Why dismantling a demonstration isn’t the same as dismantling an argument
The space that exists between the sides of the abortion debate is one that has never been easy to navigate. Every individual story and circumstance raises new questions as to where the balance lies in Canadian law. However, after the events of the demonstration led by Youth Protecting Youth on Nov. 16, my mind is left overridden with questions surprisingly unrelated to abortion: When did we stop listening to one another? And when did we become so cemented in our opinions that we let the conversation die?
As students were returning from reading break, they were met with thousands of small pink and blue flags littering the Quad lawn. The display was held to protest the fact that Canada presently has no restrictive abortion laws. (In 1988, the federal Supreme Court ruled previous laws on abortions unconstitutional. The law, which restricted the circumstances in which a person could choose to have an abortion, violated the right to security of person under section 7 of the Canadian Charter of Rights and Freedoms.) The demonstration didn’t endure the heat from counter protesters who uprooted the flags from the ground. Social media was laden with polarizing and repetitive comments.
Due to the demise of the demonstration, the issue of free speech on university campuses has arisen once again. When we come up against hot button issues such as abortion, intense emotions naturally start to brew within us all — emotions that can lead us all to act in ways that surpass passionate and head towards uncivilized. These kinds of behaviour have been exhibited by both sides of the debate on a loop. It was witnessed at a 2012 choice chain demonstration, where graphic images of aborted fetuses were held up in an effort to shame women for their choices. It was witnessed again at a 2014 UVic-hosted debate on abortion, where pro-choice hecklers shouted explicit messages in an effort to drown out the voice of a pro-life speaker. And yet again, we as a student body have arrived at the same place, trying to navigate this uncharted territory using the same tired “protest, counterprotest” approach that has been proven time and time again to be completely ineffective.
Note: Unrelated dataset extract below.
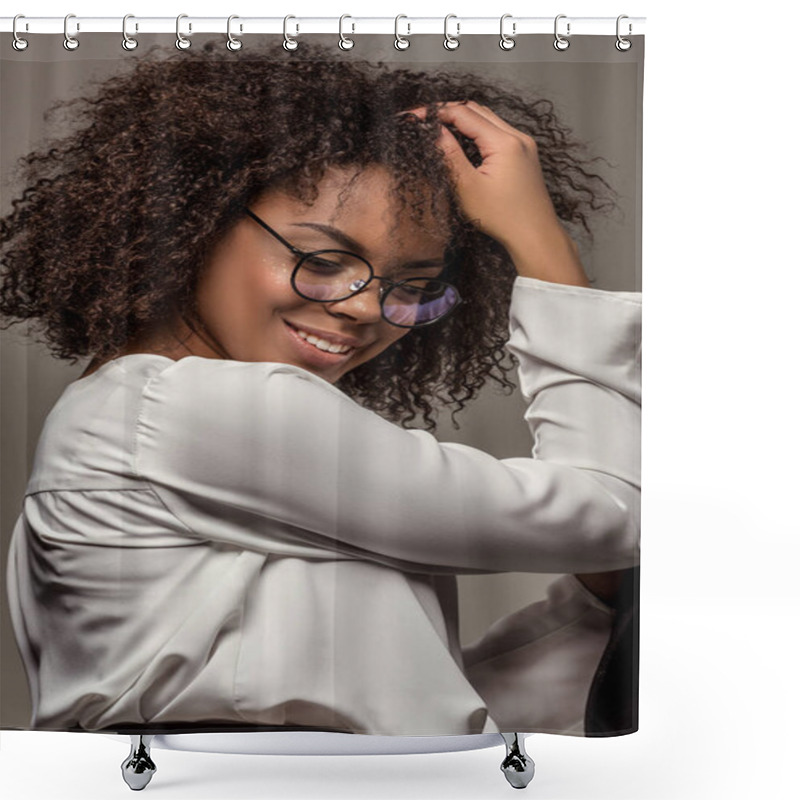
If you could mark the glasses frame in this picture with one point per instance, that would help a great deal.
(383, 292)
As we are all here for the common goal of educating ourselves and broadening our worldviews, I have to pause and question why we choose to place those destructive emotions at the forefront of our decision making. This issue incites anger because the two groups at stake — women and children — are pitted against each other. Whose rights take precedence? In regards to the actions of the counter protesters, I wonder if the all-consuming fear of allowing hate at school campuses has somehow caused a similar hate to develop inside ourselves instead: a deeply burning hate towards opinions that differ from our own.
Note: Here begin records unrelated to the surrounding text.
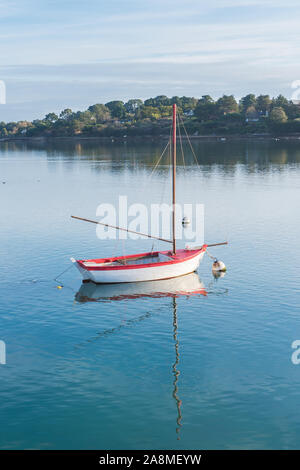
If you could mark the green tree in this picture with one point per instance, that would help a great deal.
(51, 118)
(160, 100)
(280, 102)
(206, 108)
(278, 115)
(101, 112)
(132, 105)
(247, 102)
(263, 103)
(66, 114)
(227, 104)
(117, 109)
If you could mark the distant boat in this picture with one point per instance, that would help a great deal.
(145, 266)
(181, 286)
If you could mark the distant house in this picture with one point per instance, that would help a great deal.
(189, 113)
(252, 115)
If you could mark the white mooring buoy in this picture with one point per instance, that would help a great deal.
(186, 220)
(218, 266)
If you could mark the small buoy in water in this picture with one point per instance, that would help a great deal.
(218, 274)
(218, 266)
(186, 221)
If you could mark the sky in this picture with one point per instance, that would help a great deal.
(71, 54)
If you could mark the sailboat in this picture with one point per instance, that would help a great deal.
(148, 266)
(182, 286)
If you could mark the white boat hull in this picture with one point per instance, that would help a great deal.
(180, 286)
(98, 272)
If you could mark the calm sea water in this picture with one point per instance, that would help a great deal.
(192, 372)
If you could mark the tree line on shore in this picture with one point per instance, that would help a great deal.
(205, 116)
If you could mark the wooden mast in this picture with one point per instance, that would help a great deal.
(174, 179)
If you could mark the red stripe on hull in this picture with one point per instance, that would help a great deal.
(179, 257)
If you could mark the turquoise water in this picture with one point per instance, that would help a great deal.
(163, 372)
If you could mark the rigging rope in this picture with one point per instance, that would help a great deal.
(188, 139)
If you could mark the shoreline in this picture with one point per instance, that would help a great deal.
(138, 138)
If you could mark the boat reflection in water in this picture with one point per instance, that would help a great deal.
(182, 286)
(187, 285)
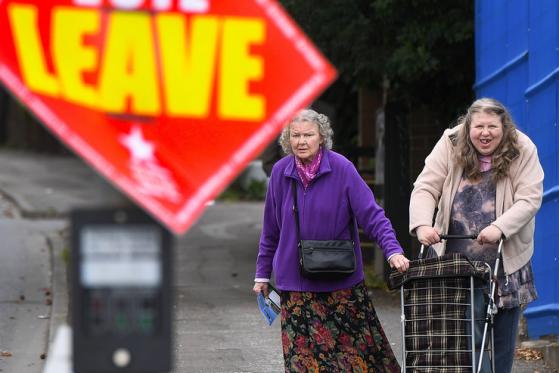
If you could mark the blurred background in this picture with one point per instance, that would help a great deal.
(407, 70)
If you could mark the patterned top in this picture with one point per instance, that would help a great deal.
(473, 209)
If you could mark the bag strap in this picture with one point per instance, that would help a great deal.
(296, 214)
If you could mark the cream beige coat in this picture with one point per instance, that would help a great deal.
(518, 197)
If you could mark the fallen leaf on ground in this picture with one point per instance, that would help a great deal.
(528, 354)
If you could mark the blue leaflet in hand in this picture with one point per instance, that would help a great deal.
(266, 309)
This age old debate isn’t about an answer. It isn’t enough anymore just to be “right.” You have to prove arguments illogical, and to do so one must roll up their sleeves and wrestle the conversation to the ground. But stating an opinion, no matter how loud, will not incite change, because you cannot deafen an ideology with shear volume. This is true, whether you comment on a Facebook post, or show up in the flesh demanding justice. To have this open dialogue, we must individually listen, dissect every word, and demand and provide factual evidence that drives whatever argument we choose to make. As a cohesive student body, we must defend the universal right to engage in conversation, no matter what the issue.
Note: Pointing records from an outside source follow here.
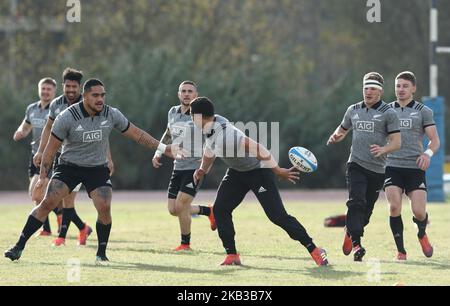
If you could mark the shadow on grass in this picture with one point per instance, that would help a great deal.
(121, 266)
(434, 264)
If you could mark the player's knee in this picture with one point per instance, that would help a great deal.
(358, 204)
(419, 213)
(173, 211)
(395, 210)
(47, 205)
(103, 209)
(279, 219)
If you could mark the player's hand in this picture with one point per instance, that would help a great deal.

Moving forward, with all of this in mind, we have to respectfully keep the dialogue alive — no matter if we uncover an answer or not. And maybe that is the point. Universities are supposed to be huge grey areas. They are a place of intellectual sanctuary, where we are meant to question and explore our beliefs. The very freedom we are so desperately fighting for others to obtain is what the walls of this institution are built from.
What a privilege that is for us all to possess.